Neuroimage. 2011 Mar 15;55(2):557-65. doi: 10.1016/j.neuroimage.2010.12.012. Epub 2010 Dec 13.
Diffusion MRI can be used to study the structural connectivity within the brain. Brain connectivity is often represented by a binary network whose topology can be studied using graph theory. We present a framework for the construction of weighted structural brain networks, containing information about connectivity, which can be effectively analyzed using statistical methods. Network nodes are defined by segmentation of subcortical structures and by cortical parcellation. Connectivity is established using a minimum cost path (mcp) method with an anisotropic local cost function based directly on diffusion weighted images. We refer to this framework as Statistical Analysis of Minimum cost path based Structural Connectivity (SAMSCo) and the weighted structural connectivity networks as mcp-networks. In a proof of principle study we investigated the information contained in mcp-networks by predicting subject age based on the mcp-networks of a group of 974 middle-aged and elderly subjects. Using SAMSCo, age was predicted with an average error of 3.7 years. This was significantly better than predictions based on fractional anisotropy or mean diffusivity averaged over the whole white matter or over the corpus callosum, which showed average prediction errors of at least 4.8 years. Additionally, we classified subjects, based on the mcp-networks, into groups with low and high white matter lesion load, while correcting for age, sex and white matter atrophy. The SAMSCo classification outperformed the classification based on the diffusion measures with a classification accuracy of 76.0% versus 63.2%. We also performed a classification in groups with mild and severe atrophy, correcting for age, sex and white matter lesion load. In this case, mcp-networks and diffusion measures yielded similar classification accuracies of 68.3% and 67.8% respectively. The SAMSCo prediction and classification experiments indicate that the mcp-networks contain information regarding age, white matter lesion load and white matter atrophy, and that in case of age and white matter lesion load the mcp-network based models outperformed the predictions based on diffusion measures.
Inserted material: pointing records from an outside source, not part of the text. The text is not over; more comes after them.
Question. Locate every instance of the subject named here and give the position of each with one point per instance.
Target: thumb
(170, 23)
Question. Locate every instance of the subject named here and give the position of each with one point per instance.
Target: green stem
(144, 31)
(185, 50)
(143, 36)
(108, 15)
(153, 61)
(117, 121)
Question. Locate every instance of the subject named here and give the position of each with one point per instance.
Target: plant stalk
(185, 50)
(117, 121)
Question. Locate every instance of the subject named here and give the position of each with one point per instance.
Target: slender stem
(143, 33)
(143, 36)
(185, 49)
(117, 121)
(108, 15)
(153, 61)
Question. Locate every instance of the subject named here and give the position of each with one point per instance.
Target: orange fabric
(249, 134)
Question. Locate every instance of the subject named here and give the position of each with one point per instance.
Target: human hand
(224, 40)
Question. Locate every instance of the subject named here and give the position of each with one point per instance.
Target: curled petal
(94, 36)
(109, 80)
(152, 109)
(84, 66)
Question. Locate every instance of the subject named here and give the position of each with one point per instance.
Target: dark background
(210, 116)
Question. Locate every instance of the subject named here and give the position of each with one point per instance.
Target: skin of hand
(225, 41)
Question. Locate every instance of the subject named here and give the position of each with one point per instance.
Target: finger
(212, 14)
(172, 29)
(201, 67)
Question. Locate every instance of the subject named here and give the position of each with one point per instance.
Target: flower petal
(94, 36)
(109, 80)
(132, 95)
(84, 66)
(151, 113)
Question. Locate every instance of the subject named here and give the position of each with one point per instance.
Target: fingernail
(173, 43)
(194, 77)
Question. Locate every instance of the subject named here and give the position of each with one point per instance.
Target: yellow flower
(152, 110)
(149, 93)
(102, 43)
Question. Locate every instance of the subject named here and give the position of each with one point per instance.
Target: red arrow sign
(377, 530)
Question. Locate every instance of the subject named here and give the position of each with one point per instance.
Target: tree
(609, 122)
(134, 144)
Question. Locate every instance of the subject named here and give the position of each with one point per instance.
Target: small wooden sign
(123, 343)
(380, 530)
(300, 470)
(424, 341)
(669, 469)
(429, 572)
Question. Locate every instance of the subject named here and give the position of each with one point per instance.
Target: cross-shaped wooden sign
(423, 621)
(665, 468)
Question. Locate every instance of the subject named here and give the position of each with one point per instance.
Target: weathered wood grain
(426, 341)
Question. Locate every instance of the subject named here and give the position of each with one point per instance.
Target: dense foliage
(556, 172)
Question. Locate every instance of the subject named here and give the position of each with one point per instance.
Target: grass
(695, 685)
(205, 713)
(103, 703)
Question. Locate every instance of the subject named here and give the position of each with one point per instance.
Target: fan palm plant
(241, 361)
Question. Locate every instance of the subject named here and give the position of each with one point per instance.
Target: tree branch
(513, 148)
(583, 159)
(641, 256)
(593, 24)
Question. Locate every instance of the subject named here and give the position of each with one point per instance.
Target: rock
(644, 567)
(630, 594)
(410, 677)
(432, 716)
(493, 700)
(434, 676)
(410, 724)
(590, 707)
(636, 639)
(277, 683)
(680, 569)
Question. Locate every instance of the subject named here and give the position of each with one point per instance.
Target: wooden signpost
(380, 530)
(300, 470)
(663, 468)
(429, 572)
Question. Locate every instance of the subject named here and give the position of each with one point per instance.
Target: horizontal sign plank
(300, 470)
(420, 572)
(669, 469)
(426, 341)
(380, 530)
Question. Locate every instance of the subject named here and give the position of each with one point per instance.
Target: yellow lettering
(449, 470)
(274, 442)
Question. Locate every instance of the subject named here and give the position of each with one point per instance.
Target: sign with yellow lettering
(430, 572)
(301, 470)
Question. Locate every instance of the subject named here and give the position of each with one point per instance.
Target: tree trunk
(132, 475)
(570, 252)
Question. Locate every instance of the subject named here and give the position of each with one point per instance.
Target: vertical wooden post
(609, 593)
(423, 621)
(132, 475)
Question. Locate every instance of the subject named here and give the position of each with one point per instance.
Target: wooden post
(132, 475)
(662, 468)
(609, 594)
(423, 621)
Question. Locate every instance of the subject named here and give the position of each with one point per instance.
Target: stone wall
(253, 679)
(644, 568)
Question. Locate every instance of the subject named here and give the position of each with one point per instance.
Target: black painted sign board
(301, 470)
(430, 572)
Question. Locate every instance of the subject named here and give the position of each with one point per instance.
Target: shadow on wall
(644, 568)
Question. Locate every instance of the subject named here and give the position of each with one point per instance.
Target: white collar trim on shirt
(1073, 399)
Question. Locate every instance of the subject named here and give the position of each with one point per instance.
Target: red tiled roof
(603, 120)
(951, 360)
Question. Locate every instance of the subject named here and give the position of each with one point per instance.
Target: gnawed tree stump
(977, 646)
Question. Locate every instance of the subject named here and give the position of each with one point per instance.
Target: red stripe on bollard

扩散磁共振成像可用于研究大脑内的结构连通性。脑连通性通常通过二值网络表示,其拓扑结构可以使用图论进行研究。我们提出了一种构建包含连通性信息的加权结构脑网络的框架,该框架可以使用统计方法进行有效分析。网络节点由亚皮质结构的分割和皮质分区定义。使用基于扩散加权图像的各向异性局部成本函数的最小成本路径 (mcp) 方法建立连接。我们将此框架称为基于最小成本路径的统计分析结构连通性 (SAMSCo),并将加权结构连通性网络称为 mcp 网络。在一项原理验证研究中,我们通过基于一组 974 名中老年人的 mcp 网络预测受试者年龄,研究了 mcp 网络中包含的信息。使用 SAMSCo,年龄的平均预测误差为 3.7 年。这明显优于基于整个白质或胼胝体的平均各向异性分数或平均弥散度的预测,其平均预测误差至少为 4.8 年。此外,我们基于 mcp 网络,在考虑年龄、性别和白质萎缩的情况下,将受试者分类为低白质病变负荷和高白质病变负荷组。SAMSCo 分类的准确率为 76.0%,优于基于扩散测量的分类,后者的准确率为 63.2%。我们还在考虑年龄、性别和白质病变负荷的情况下,在轻度和重度萎缩的组中进行了分类。在这种情况下,mcp 网络和扩散测量的分类准确率分别为 68.3%和 67.8%。SAMSCo 的预测和分类实验表明,mcp 网络包含与年龄、白质病变负荷和白质萎缩有关的信息,并且在年龄和白质病变负荷的情况下,基于 mcp 网络的模型优于基于扩散测量的预测。